İkinci nokta ise AKP'li bakanın “Erkek olan” diye başlayan bir cümle kurması. Erkek egemen anlayışın bir ürünü tabii bu sözler ama insan ister istemez “kadınlar yolsuzluk yapmaz mı?” diye soruyor.
MERAK ETTİĞİM ŞEYLER
DEVLET VERGİ VERMEYİNCE HALKIN KAYBI OLMUYOR MU YANİ?
Üzerinden biraz zaman geçti ama notumu almışım bir kere bu nedenle yazacağım. Tatildeyken görmüşüm. Türkiye Büyük Millet Meclisi Başkanı İsmail Kahraman'a alınan bir lüks otomobilin 5 milyon liraya mal olduğu ileri sürüldü. Doğal olarak özellikle sosyal medyada Meclis Başkanı topa tutuldu. Üstelik o sıralarda Almanya ile sertleşmemizin ilk günleriydi. Birçok kişi konuyu bu açıdan da eleştirdi.
Ancak benim asıl dikkatimi çeken Meclis Başkanı'nın savunmasıydı. İsmail Kahraman lüks otomobilin 5 milyon liraya mal olmadığını söyledi.
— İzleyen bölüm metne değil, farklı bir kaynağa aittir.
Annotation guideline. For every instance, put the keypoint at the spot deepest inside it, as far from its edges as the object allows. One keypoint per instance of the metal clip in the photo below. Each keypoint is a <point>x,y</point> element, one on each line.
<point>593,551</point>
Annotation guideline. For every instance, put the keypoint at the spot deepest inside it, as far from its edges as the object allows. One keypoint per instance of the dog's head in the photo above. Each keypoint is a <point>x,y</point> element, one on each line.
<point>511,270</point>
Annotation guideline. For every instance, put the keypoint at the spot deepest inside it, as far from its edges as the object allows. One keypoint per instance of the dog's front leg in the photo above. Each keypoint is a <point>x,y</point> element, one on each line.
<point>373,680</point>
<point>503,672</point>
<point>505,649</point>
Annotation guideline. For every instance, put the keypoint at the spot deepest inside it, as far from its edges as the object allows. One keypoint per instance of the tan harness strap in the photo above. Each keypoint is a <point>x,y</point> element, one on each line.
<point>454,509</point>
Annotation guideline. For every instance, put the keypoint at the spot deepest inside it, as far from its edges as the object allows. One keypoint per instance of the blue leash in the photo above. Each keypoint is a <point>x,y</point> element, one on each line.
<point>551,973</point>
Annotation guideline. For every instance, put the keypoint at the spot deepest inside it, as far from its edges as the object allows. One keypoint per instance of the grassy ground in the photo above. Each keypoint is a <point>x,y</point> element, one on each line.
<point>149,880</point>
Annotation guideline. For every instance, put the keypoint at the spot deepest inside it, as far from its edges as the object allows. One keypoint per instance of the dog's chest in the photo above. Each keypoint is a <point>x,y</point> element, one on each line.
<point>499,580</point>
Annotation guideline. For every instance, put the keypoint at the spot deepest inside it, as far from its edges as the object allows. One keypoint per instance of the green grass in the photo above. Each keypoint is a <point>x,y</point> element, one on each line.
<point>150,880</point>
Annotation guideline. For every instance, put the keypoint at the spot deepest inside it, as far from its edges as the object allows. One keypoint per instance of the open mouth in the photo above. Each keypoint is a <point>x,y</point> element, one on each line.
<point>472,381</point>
Bir buçuk milyon liralık bir araba olduğunu söyledi sanki bir buçuk milyon az paraymış gibi. Ama bana göre skandal olan şey başka. İsmail Kahraman diyor ki “Bu araba devlete alındığı için KDV ve gümrük vergisi ödenmedi.” Özrü kabahatinden büyük bir açıklama değil mi bu? Ne fark edecek ki? Otomobil için Almanya'ya ödenen para aynı. Gerisi Türkiye'deki bir kişinin devlete ödeyeceği vergiler. Yani aynı otomobili ben alacak olsam, bana maliyeti 5 milyon lira. Devlet alınca vergiler ödenmiyormuş. Bizim için bir şey değişmiyor ki.
Ha halkın parasını devletin
bir kasasından alıp öbür kasasına vergi olarak yatırmışsın ha bu vergileri hiç ödememişsin. Sonuçta ortadaki kayıp halkın parasının kaybıdır. Meclis Başkanı “rakam oyunu” yaparak kendisine alınan çok lüks aracı meşru hale getirmeye çalışıyor. Ne ayıp.